From the user’s perspective, modern mobile devices deliver the converged, multi-media communication and entertainment experience that the telecom industry has long been promising. Behind the scenes though, masked by the power and utility of modern smart devices, telecom operators have achieved this by deploying multiple networks and technologies. Incrementally, year by year, operators are investing heavily to evolve their networks – delivering greater and greater bandwidth and moving to the goal of an all-IP network to realise greater capacity and capital and efficiencies.
But look beyond the allure of the smart phone and other smart mobile devices. Telecommunication companies – wire-line and wireless – are providing a standardised, homogenised, utilitarian service. They are providing access and bandwidth connectivity which is under disruptive competitive pressure from new over-the-top (OTT) providers supplying Voice over IP (VoIP) services that ride on the back of ubiquitous broadband and internet access.

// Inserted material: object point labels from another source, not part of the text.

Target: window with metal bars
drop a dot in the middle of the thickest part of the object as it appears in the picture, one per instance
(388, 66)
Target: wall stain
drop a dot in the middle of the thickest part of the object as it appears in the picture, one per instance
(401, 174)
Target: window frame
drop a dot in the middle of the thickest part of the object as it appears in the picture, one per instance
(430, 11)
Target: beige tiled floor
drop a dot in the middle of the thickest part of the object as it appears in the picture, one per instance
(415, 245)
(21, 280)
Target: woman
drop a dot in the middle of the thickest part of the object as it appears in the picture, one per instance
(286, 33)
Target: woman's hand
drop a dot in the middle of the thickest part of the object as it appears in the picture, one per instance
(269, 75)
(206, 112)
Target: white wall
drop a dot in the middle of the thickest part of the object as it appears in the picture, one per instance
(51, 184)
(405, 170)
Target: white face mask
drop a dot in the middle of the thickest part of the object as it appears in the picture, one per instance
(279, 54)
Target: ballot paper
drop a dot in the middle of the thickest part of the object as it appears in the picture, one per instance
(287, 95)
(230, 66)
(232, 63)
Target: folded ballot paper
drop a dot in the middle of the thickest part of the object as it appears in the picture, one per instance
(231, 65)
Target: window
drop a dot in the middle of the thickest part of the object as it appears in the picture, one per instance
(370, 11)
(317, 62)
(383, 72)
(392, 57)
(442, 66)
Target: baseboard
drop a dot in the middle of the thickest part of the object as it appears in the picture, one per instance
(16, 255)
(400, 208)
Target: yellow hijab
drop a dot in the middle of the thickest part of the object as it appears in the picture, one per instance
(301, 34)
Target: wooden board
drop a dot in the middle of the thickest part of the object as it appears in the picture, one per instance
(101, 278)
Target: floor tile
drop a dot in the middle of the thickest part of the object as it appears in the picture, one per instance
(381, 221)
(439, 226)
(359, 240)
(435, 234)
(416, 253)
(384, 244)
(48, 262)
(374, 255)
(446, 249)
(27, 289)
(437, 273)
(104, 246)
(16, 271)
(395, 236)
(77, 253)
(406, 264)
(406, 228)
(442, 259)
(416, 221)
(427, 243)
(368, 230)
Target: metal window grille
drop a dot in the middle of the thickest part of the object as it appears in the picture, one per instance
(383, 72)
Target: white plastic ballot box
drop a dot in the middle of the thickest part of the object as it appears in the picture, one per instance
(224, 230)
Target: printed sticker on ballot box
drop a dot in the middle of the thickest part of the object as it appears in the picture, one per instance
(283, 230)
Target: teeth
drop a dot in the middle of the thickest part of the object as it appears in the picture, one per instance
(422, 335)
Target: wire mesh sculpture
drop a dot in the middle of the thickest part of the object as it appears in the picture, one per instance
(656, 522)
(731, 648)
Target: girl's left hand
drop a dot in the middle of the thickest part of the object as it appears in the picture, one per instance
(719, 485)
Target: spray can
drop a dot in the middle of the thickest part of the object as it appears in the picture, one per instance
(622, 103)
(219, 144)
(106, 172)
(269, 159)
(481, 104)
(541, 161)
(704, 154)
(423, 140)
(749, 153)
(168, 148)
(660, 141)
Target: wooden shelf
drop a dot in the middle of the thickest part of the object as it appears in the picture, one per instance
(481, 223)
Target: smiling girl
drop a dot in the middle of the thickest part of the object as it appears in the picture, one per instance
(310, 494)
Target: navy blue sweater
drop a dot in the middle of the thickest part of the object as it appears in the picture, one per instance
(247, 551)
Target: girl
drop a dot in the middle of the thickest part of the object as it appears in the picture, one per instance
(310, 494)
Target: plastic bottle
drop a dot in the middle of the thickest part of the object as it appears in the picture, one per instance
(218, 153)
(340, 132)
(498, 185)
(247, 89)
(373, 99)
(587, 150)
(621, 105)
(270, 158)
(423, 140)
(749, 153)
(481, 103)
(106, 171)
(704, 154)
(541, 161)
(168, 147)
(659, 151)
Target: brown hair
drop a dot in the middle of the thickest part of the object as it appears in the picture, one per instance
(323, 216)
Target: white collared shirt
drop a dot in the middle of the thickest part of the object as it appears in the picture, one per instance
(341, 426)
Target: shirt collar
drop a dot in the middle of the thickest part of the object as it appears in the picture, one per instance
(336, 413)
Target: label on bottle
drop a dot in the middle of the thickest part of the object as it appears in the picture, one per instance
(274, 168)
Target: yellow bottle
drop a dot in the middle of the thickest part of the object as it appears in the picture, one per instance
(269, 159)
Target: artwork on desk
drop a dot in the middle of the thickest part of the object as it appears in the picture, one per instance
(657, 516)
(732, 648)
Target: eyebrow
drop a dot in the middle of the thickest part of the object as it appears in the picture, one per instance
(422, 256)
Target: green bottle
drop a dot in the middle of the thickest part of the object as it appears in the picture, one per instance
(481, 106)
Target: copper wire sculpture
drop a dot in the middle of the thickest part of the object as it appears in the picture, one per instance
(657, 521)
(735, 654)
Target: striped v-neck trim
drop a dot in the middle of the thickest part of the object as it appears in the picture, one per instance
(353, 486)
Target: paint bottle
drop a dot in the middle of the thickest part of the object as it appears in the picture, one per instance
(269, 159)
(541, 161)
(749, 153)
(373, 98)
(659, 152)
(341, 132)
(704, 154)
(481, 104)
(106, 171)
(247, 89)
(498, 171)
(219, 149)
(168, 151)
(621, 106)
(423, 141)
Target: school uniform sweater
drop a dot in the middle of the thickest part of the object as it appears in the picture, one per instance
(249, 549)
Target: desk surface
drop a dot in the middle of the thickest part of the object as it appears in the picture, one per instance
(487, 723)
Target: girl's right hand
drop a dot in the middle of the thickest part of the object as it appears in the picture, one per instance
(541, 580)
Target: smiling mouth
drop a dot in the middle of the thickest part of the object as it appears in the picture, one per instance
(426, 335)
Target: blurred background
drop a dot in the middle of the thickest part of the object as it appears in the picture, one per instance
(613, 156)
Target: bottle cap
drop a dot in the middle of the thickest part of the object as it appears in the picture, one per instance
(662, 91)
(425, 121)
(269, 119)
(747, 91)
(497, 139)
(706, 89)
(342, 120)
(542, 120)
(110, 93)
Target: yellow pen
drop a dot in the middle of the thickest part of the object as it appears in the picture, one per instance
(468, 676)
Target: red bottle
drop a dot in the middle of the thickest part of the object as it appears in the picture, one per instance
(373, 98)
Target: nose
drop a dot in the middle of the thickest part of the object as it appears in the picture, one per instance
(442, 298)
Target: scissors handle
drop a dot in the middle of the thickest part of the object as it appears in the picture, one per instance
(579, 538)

The OTT providers are innovating on two fronts simultaneously: price-point and functionality. OTT VoIP services are delivering a richer communication experience which includes enhanced address book capabilities, instant messaging, presence and video calling at a fraction of the price telecom companies charge for basic calling. Consequently, telephony prices are falling, and margins are shrinking.
Service innovation and differentiation
Historically, telecom network operators have largely confined their service differentiation to their handset portfolio, monthly price-plans and usage bundling initiatives. The services themselves are undifferentiated in the main – consumer selection of network operator is based on the handsets available and how many bundled minutes, SMS and megabytes are offered.
The OTTs are competing using a different game-plan. They have adopted different price-points, different business models and taken communication service innovation back “in-house”. By harnessing the power of mobile devices and networks, OTTs are adding new features and functions to the plain, vanilla services of the telecom network operators. And they’re doing so at a dizzyingly fast pace too.
To compete in this new world – telecom network operators need to reclaim ownership of their core telecom network service heritage. Real-time communication services are the heart of telecom network operators and deliver the majority of their revenues. By taking these core telecom network services beyond the plain, vanilla standard, network operators can differentiate their service offerings, and so attract new, and retain existing, customers.
Within the telecom industry, a common short-hand expression for this is to ask whether the plan is to be a "bit pipe or a smart pipe?” – a question that most operators will answer “smart pipe” without hesitation. And that means take a critical look at their Telecom Service Layer.